• Aucun résultat trouvé

L'épistémologie, que l'on peut définir à la suite de Lapierre (1992, p.218) en tant que "réflexion critique sur la connaissance, notamment sur la science, ses conditions de

possibilité et de développement, ses principes, ses règles de méthode, ses limites ", apparait

constituer pour tout scientifique "un gain net en humanisme et en ouverture d'esprit" (Jarrosson, 1992, p.8). Dans le cadre de notre étude, l'objet et la situation de recherche apparaissent rendre une démarche épistémologique inévitable, tant sur le plan théorique que sur celui de la méthode. Plusieurs observations nous semblent étayer ce postulat.

1. Le syndrome de l'autisme est une entité clinique extrêmement complexe à définir, aux frontières si floues qu'il est de plus en plus fait mention de l'existence d'autismes plutôt que d'autisme (Gepner, 2006a ; HAS, 2010a). Au-delà du consensus des critères symptomatologiques permettant le diagnostic et du consensus actuel portant sur la nature neuro-développementale du syndrome, l'hétérogénéité des manifestations cliniques apparait comme allant de pair avec son existence, et son étiologie demeure inconnue. L'une des premières constatations que l'on puisse faire sur la recherche liée au syndrome est qu'il n'existe pas de cadre de référence théorique unique, mais a contrario une multiplicité d'approches théoriques, diverses et variées, la plupart focalisées sur l'étude d'aspects spécifiques, selon les enjeux scientifiques personnels des chercheurs. Beaucoup de recherches se basent a priori sur la prémisse que l'autisme représente un tout homogène, ce qui permet un cadre de travail cohérent permettant de généraliser des résultats, notamment expérimentaux. Le champ d'investigation scientifique relatif à l'autisme ne semble pas connaître de limites et interroge de nombreuses disciplines scientifiques différentes, de la génétique à la psychologie,

17

lesquelles ne communiquent pas nécessairement entre elles. L'état général de la recherche actuelle sur le syndrome semble avoir pour conséquence un clivage entre l'autiste, objet de recherche théorique sur les mécanismes généraux de l'autisme, et la personne autiste, sujet humain dont les souffrances sont bien concrètes (Chamak et Cohen, 2003).

2. Les personnes adultes sujettes à la fois au syndrome et à un retard mental profond, quant à elles, ne sont que très rarement prises en compte dans les études, puisqu'elles impliquent des problèmes éthiques et méthodologiques évidents. Le fait est que, face à de telles personnes, les connaissances scientifiques actuelles sur l'autisme restent d'autant plus relatives et fragmentaires, et ne peuvent en aucun cas être appliquées stricto sensu.
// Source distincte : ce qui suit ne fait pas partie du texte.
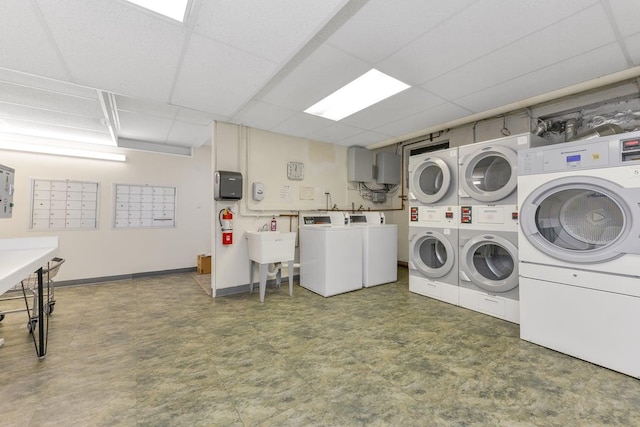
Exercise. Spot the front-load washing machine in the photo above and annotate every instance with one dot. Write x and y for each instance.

Au-delà de la catégorisation usuelle de ces personnes selon leur écart à la norme (faible quotient intellectuel, trouble de l'interaction sociale, trouble de la communication, comportements restreints et stéréotypés), leur constitution psychique demeure a priori inconnue, différente à la fois de celle d'un sujet tout venant et de celle d'un sujet avec autisme sans retard mental. 3. Etudier ces sujets au sein de leur contexte, en référence aux notions de handicap et de suppléance sensorielle visuo-tactile, implique en outre de chercher à comprendre leur problématique en situation, d'un point de vue centré sur le sujet, et de chercher pour cela à mettre en perspective leurs différences développementales (liées à l'expression phénotypique spécifique et individuelle de la pathologie au cours de l'histoire de chacun) avec le fonctionnement concret de leur milieu de vie au quotidien, qui est lui-même très complexe. La perspective écologique de cette étude implique également de prendre en compte l'impact de notre propre présence sur les sujets et sur la situation de recherche.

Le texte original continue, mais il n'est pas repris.